Reopening the economy is an important step to a return to some degree of normalcy, according to two New York state Assemblymembers who held a virtual town hall Thursday to brainstorm with business leaders.
“A Roadmap to Reopening: Looking Towards Your Businesses' Next Steps” examined protocols and procedures businesses might take as they look toward a healthy, sustainable return to commerce. Kate Manley is the president of the Rensselaer County Chamber of Commerce. She says once New York went on pause, the business climate changed for the worse.
"Within the first week this all happened, we surveyed our members and about 42% percent of those surveyed lost 50% or more of their revenue within that first week. And 25% had laid off their entire workforce within that first week. We surveyed again, and 32% of our businesses that we surveyed, only expect to make it with the current conditions, at two more months."
Manley characterized the times as "scary" with some business owners depleting their personal savings to keep their shops afloat.
"With the expanded unemployment, they're having a hard time bringing their workers back if they received those PPP loans. Those dates don't align so you can get extended unemployment through July 31st, but when you get a PPP loan the clock starts ticking up when you need to use that money, and we're hearing that they're struggling to bring workers back. We're also hearing concerns about return to work from a workforce standpoint, whether they be an essential worker, but they're worried about, just nervous about, contracting COVID-19."
Manley adds businesses and employees also face challenges wrought by closed schools and child care issues, not to mention reconfiguring retail spaces to comply with social distancing.
Anthony Gaddy is president of the Upstate New York Black Chamber of Commerce.
"That two-month to four-month window is probably about accurate on the on the whole. It's going to be an adjustment, even when we do reopen for people to find that comfort level and to revisiting their favorite places that are owned by their favorite friends, but now looking at them in terms of through a different lens."

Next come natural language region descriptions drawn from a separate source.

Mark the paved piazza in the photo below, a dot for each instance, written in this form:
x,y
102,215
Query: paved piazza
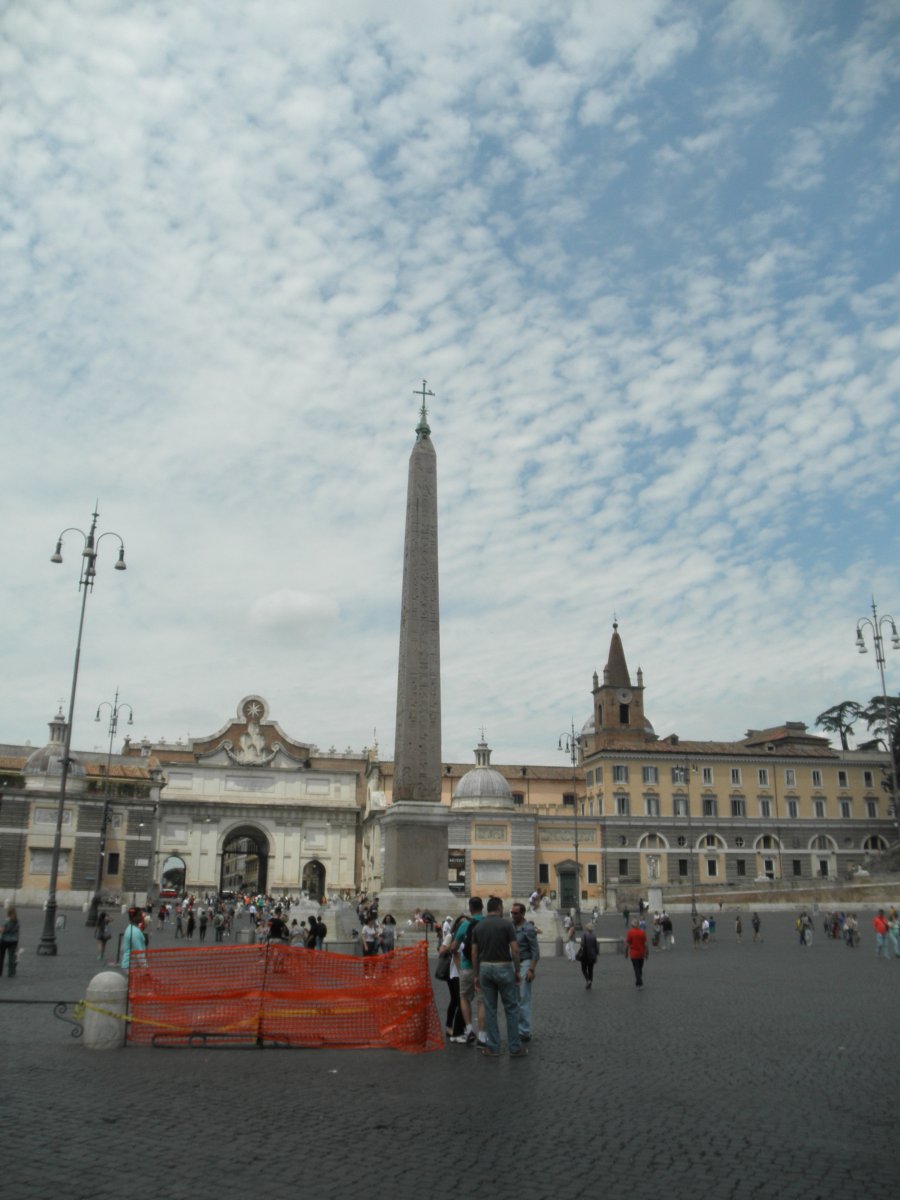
x,y
741,1071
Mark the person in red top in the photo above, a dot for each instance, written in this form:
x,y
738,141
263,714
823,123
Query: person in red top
x,y
636,949
881,934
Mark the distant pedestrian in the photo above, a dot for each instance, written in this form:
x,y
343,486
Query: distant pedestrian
x,y
133,941
10,942
881,935
569,937
528,958
102,935
589,953
389,933
636,951
894,933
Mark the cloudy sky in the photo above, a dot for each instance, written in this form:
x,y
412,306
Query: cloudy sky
x,y
645,255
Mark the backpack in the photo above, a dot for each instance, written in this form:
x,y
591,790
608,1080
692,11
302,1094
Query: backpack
x,y
467,939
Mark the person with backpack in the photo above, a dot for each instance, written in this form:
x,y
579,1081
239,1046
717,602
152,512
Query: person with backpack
x,y
462,943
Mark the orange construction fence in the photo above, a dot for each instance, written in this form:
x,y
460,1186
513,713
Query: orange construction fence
x,y
282,995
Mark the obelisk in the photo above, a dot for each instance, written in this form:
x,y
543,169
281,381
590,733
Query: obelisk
x,y
414,827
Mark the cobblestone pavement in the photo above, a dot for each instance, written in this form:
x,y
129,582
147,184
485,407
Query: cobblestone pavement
x,y
741,1071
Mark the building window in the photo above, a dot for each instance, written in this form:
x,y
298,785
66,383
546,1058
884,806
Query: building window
x,y
42,861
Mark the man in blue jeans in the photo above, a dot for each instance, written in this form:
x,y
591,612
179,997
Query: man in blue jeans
x,y
495,949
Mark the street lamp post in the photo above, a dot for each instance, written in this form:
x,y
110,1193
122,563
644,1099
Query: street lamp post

Mark Eagan, President of the Capital Region Chamber of Commerce, worries about small business owners taking matters into their own hands.
"While we're frustrated, this isn't the time for us to go rogue. I think we can finally see the light at the end of the tunnel. We know in the coming weeks that we are going to start reopening. If we can't meet the May 15th deadline, they can't allow us to have to wait two more weeks."
The town hall was hosted by Democratic state Assemblymembers Pat Fahy and John McDonald.
Fahy says "Small businesses, we've got to get them open in a responsible manner and I will be one of those who will share the dismay if we miss this May 15th, mark of getting some reopening here."
"I think contactlesss or non-contact transactions are going to become a way of life, and we wonder if cash is eventually going to find its final departure from society," said McDonald
Whatever happens on or after May 15th, municipalities facing cuts to services and their public workforces are considering raising taxes and fees on businesses to help compensate for severe budget shortfalls triggered by the pandemic.